Dans une première phase, mon activité de recherche vise à acquérir des connaissances, à la fois sur sur la biologie et l’écologie des arthropodes (insectes ravageurs et insectes utiles) des écosystèmes cultivés en milieu tropical, et sur le fonctionnement de ces systèmes. Dans une deuxième phase, mon activité vise, par des recherches intégratives, à concevoir et mettre au point des techniques de protection des cultures, qui répondent aux enjeux de notre société : économiques, sanitaires et environnementaux.
La ligne directrice de mes recherches est basée sur l’agroécologie, qui consiste à concilier agronomie et écologie, deux sciences restées trop longtemps distantes. L’agroécologie replace au premier plan la nécessité d’une agriculture durable qui serait viable économiquement pour les agriculteurs et respectueuse de l’environnement et de la santé. Ma spécialité est la Protection agroécologique des cultures. Dans un tel contexte, l’Agriculture Biologique représente non seulement un prototype d’agriculture permettant de mener des recherches originales (les milieux n’étant pas perturbés par des traitements insecticides chimiques), mais aussi et surtout un type d’agriculture à promouvoir, car visant à prendre en compte les enjeux cités plus haut.
L’enjeu de telles recherches est d’autant plus important qu’à La Réunion, la Protection des cultures représente le principal goulot d’étranglement de la production en AB, notamment dans un milieu insulaire et tropical, où les invasions et infestations de ravageurs sont beaucoup plus importantes et préjudiciables qu’en France métropolitaine.
Ces recherches sont originales. Quel a été votre parcours professionnel ?
Je travaille dans le domaine de la protection des cultures depuis plus de 25 ans. A mes débuts, elle reposait essentiellement sur la lutte chimique ; rapidement, je me suis aperçu des effets néfastes et, parfois désastreux, de l’utilisation des pesticides. J’ai eu la chance de travailler dans différentes parties du Globe (Afrique, Océanie, Europe, Océan Indien) et d’effectuer de nombreuses missions d’expertise à travers le monde. J’ai aussi eu la chance de travailler sur différentes cultures : le cotonnier, le riz, les fruits, les légumes. Mon constat a toujours été le même : une protection durable contre les ravageurs des cultures passe par une réduction ou une suppression de l’emploi des insecticides chimiques, au profit de méthodes agroécologiques. J’ai écrit, il y a quelques années, un ouvrage dont le titre résume bien les concepts que j’emprunte et que je défends : « Protection des cultures : de l’agrochimie à l’agroécologie » (éditions Quae).

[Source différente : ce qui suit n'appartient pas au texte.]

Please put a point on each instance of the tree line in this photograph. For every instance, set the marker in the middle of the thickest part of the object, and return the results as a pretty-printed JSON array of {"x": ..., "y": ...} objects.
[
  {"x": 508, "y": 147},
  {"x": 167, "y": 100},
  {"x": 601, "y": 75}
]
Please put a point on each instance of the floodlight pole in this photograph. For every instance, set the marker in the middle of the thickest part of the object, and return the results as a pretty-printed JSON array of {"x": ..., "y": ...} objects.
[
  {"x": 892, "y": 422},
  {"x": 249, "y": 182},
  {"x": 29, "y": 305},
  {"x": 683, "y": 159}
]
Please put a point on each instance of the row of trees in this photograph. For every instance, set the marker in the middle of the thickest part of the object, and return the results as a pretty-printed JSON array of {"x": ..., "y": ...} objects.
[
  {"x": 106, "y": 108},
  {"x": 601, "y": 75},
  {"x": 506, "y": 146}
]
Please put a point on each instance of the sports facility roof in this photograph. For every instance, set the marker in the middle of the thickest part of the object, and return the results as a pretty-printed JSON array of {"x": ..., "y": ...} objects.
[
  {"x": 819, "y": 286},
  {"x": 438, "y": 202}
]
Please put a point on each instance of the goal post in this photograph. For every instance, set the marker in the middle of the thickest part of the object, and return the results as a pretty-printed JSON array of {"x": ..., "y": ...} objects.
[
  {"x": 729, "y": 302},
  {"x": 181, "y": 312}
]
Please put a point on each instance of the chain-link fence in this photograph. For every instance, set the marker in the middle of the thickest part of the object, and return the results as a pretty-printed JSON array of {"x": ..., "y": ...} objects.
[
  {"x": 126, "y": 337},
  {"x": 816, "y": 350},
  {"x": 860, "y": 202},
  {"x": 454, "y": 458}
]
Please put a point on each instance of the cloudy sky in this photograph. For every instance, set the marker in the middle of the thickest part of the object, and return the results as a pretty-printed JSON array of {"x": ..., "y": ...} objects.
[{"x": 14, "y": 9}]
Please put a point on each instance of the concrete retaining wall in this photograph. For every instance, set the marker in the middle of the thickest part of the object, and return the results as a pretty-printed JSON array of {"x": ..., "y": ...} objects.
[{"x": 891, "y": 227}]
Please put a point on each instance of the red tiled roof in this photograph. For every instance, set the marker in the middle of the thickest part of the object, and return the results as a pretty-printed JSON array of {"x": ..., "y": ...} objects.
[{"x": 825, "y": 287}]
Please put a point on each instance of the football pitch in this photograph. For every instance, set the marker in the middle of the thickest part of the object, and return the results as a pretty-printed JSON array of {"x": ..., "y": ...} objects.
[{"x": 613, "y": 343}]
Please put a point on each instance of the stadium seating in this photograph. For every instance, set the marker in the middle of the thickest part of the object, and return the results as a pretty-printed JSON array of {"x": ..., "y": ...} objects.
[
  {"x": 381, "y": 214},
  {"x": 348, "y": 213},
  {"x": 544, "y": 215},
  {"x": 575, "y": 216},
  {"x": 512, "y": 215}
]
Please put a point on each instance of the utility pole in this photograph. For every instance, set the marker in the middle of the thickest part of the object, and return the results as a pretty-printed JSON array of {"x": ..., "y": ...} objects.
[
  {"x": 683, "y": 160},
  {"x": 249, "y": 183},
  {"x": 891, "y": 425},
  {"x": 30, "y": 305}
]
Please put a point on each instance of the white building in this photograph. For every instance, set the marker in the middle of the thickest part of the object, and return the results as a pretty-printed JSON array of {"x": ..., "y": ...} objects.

Quelles types de recherches avez-vous engagées dans le programme de recherches Procab (Protection des cultures en AB) ?
J’ai lancé, dès l’origine du Programme Sectoriel Odeadom Agriculture Biologique à La Réunion en 2008, un programme de recherches répondant à la fois à des objectifs scientifiques de long terme et des demandes précises et urgentes de la filière AB. C’est ce qui fait l’originalité du programme. Ainsi, à côté de recherches portant sur l’évolution de la biodiversité dans des systèmes cultivés en Agriculture Biologique, des études visent à répondre, concrètement et rapidement, à des impasses techniques ou à des contraintes phytosanitaires majeures, comme la protection des cultures contre les Mouches des légumes. Par ailleurs, nous contribuons à la sensibilisation du grand public à l’Agriculture Biologique et nous apportons un appui aux acteurs de la filière AB, par des activités et formation (d’agriculteurs AB, de techniciens), d’information technique (livrets techniques, DVD) et de valorisation scientifique (publications, communications dans des congrès internationaux). Nous travaillons de concert avec les partenaires concernés, comme le GAB (Groupement des Agriculteurs Biologiques), l’Armeflhor, la Chambre d’agriculture.
Parlez-nous du projet Gamour ?
C’est un projet, initié en 2009, qui a concerné, pour la première fois, des agriculteurs dits « conventionnels » et des agriculteurs « Bio ». Tous étaient confrontés au problème des Mouches des légumes qui étaient considérées comme les ravageurs n°1 de l’Agriculture réunionnaise et, à fortiori, de l’AB. Après avoir acquis les préalables et nécessaires connaissances sur la biologie, l’écologie et la dynamique des populations des 3 espèces de mouches concernées, nous avons mis au point des techniques de protection agroécologique, reposant sur la prophylaxie, la gestion des habitats des arthropodes et la lutte biologique de conservation. De telles pratiques sont bien sûr parfaitement cohérentes avec les orientations de l’Agriculture Biologique. Aujourd’hui, à la fin du projet, les solutions sont validées et disponibles, à la grande satisfaction des agriculteurs. Le transfert de ces techniques a déjà commencé. Certains producteurs de chouchou, qui utilisaient des quantités importantes d’insecticides, se sont même convertis à l’Agriculteur Biologique.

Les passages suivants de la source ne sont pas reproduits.